A recent visit to his class -- where about half the 26 students are using laptops -- explains why. While Prof. Adams lectures, five students use an online chat room to post comments on his lecture, on classroom stragglers, and on the meaning of his discussion questions. Another student spends nearly two-thirds of the three-hour class playing computer chess, instant messaging and viewing photos of a fraternity party posted on the Web. Meanwhile, 23-year-old Mike Fielden buys a pair of sneakers on eBay.
The story goes on to talk about how wide spread the problem is - and how universities faced a similar problem earlier.
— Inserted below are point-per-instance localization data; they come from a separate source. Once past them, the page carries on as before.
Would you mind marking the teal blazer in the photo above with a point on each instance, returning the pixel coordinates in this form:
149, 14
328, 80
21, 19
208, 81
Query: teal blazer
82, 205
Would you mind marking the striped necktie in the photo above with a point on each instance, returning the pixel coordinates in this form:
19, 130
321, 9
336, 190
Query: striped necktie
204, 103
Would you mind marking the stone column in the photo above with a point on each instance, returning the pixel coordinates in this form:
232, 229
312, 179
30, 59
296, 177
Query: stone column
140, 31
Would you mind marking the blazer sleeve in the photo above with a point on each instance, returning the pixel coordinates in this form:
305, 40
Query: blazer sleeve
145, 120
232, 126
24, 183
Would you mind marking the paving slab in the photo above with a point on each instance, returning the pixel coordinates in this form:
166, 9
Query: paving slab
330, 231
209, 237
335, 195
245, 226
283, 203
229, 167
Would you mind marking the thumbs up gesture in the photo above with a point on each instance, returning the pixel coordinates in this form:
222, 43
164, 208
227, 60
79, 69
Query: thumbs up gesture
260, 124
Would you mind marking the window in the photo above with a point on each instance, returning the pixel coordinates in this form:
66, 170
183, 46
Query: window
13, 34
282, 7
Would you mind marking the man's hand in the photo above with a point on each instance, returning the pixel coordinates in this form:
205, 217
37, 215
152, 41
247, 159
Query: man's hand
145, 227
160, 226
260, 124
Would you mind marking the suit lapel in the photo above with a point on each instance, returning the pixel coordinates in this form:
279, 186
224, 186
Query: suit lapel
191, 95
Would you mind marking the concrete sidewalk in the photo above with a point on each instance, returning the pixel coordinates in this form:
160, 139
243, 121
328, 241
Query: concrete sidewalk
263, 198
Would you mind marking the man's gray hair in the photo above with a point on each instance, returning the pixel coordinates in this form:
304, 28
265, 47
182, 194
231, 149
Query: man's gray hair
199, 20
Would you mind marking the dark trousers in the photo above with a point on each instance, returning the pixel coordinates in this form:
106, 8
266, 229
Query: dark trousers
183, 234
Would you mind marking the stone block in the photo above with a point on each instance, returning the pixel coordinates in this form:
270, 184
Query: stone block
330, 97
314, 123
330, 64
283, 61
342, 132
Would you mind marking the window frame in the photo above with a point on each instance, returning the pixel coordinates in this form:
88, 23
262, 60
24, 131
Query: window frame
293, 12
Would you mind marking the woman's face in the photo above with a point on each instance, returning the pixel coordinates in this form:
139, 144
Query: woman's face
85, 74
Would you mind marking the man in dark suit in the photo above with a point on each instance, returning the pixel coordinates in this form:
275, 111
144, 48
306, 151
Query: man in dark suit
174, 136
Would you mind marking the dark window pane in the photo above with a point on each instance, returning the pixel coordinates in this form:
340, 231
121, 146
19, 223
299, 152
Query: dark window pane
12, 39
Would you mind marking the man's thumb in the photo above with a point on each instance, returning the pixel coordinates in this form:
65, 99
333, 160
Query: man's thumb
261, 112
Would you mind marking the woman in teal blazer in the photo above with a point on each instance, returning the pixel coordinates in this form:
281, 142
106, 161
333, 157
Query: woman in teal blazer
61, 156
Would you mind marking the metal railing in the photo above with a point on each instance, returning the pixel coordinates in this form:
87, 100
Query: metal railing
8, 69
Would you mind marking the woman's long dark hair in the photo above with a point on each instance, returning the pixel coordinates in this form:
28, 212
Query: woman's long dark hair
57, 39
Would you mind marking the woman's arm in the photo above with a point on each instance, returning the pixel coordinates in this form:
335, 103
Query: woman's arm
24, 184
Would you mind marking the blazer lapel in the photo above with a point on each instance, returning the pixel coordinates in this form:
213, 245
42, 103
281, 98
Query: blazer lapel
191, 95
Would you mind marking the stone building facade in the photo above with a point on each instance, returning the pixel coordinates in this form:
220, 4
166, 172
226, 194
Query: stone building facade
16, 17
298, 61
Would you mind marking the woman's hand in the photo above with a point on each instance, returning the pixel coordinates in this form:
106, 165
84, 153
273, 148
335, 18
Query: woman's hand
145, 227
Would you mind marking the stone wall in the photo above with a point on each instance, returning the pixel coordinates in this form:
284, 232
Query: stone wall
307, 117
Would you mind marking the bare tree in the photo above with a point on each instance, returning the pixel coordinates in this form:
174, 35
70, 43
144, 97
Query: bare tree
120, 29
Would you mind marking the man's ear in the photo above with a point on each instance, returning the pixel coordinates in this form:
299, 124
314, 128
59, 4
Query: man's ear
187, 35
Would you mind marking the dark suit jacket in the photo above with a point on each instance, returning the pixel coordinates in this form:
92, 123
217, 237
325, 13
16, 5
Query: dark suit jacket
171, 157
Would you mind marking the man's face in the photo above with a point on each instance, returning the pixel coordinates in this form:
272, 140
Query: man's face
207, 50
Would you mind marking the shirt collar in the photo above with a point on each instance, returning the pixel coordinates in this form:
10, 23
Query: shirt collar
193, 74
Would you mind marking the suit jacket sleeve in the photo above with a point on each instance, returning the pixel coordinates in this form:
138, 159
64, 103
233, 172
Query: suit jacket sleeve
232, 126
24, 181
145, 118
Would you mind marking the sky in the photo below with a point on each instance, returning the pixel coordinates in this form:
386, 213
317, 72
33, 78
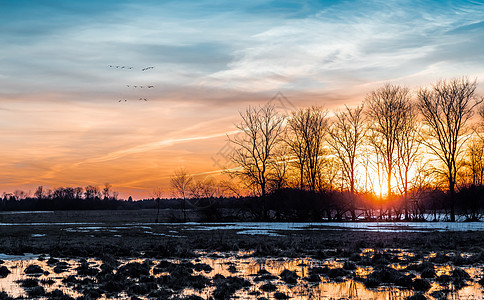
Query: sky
62, 122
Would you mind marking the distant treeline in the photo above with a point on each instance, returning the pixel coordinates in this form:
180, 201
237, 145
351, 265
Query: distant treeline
287, 204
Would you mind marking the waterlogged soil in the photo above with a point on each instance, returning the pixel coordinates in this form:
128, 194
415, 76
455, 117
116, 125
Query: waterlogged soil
122, 255
369, 274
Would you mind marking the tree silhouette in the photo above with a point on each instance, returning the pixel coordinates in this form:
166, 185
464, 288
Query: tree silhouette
387, 107
347, 134
446, 107
181, 183
260, 134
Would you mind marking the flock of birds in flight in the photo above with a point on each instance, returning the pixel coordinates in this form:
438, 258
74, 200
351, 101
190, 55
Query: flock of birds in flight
134, 86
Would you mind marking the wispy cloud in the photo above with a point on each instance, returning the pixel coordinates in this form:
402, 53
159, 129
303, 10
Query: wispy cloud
60, 119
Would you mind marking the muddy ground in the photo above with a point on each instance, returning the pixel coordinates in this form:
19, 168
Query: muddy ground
125, 255
133, 232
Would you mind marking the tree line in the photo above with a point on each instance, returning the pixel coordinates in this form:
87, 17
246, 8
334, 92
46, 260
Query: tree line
394, 148
399, 155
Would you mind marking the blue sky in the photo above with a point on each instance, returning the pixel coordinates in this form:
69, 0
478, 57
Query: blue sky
59, 110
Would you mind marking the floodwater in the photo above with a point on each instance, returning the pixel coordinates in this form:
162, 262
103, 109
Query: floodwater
259, 272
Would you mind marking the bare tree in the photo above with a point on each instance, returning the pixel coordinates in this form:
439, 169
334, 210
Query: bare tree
181, 183
39, 193
408, 146
91, 192
107, 190
475, 160
308, 128
260, 134
157, 194
386, 112
446, 107
347, 134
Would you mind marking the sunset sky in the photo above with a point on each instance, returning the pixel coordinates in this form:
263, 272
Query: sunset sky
61, 121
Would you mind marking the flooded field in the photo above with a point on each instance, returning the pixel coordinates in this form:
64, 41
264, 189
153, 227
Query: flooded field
122, 255
369, 274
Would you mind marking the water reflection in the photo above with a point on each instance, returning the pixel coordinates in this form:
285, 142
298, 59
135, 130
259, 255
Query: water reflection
261, 273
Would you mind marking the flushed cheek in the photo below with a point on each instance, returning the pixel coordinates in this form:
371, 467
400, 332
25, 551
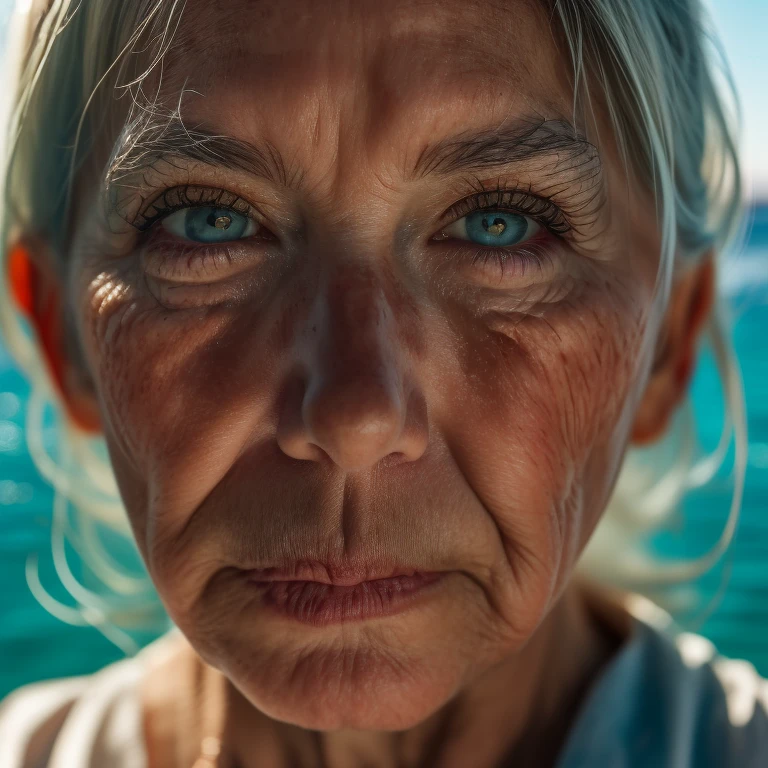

The unintended consequences of wiring up classrooms echo an earlier rash of problems after colleges provided high-speed Internet access to dorm rooms. The hope then was that students would use the Internet for research and homework. Instead, many students wasted lots of time sending instant messages and illegally exchanging music files.
Guess what -- college students don't always pay attention in class. And they think that listening to tunes is cooler than doing homework. Why should this surprise anyone? After all, I'm sure many of us sat through enough boring lectures to understand this phenomena (and may have, as in my case, give a few boring lectures as well). And how many of you even today sit in a boring conference checking your emails and surfing the web at your laptop while the speaker drones on.
The answer isn't to ban the technology - which some universities have tried.
But it isn't that easy. When UCLA's Anderson School of Management installed wireless-blocking technology in its classrooms two years ago, the effort disrupted network use in offices and halls as well. Last June, a faculty committee concluded that stopping the signals amounted to a technology arms race that couldn't be won and yanked out the blockers. After all, the panel reasoned, merely blocking wireless computer networks wouldn't stop cellphones with Internet access.
The answer -- and here is where the subtle change in behavior comes in -- is better presentations.
Some professors have responded to the prevalence of networked computers in class by changing their teaching styles. The University of Houston's Prof. Adams, for instance, now peppers his lectures with enough questions to reduce students' Web surfing. When he is discussing a particularly complex subject, he says, he tells students to close their laptops.
If laptops in the class room have the ultimate effect of forcing professors to teach better, then I would say the digital revolution has really paid off.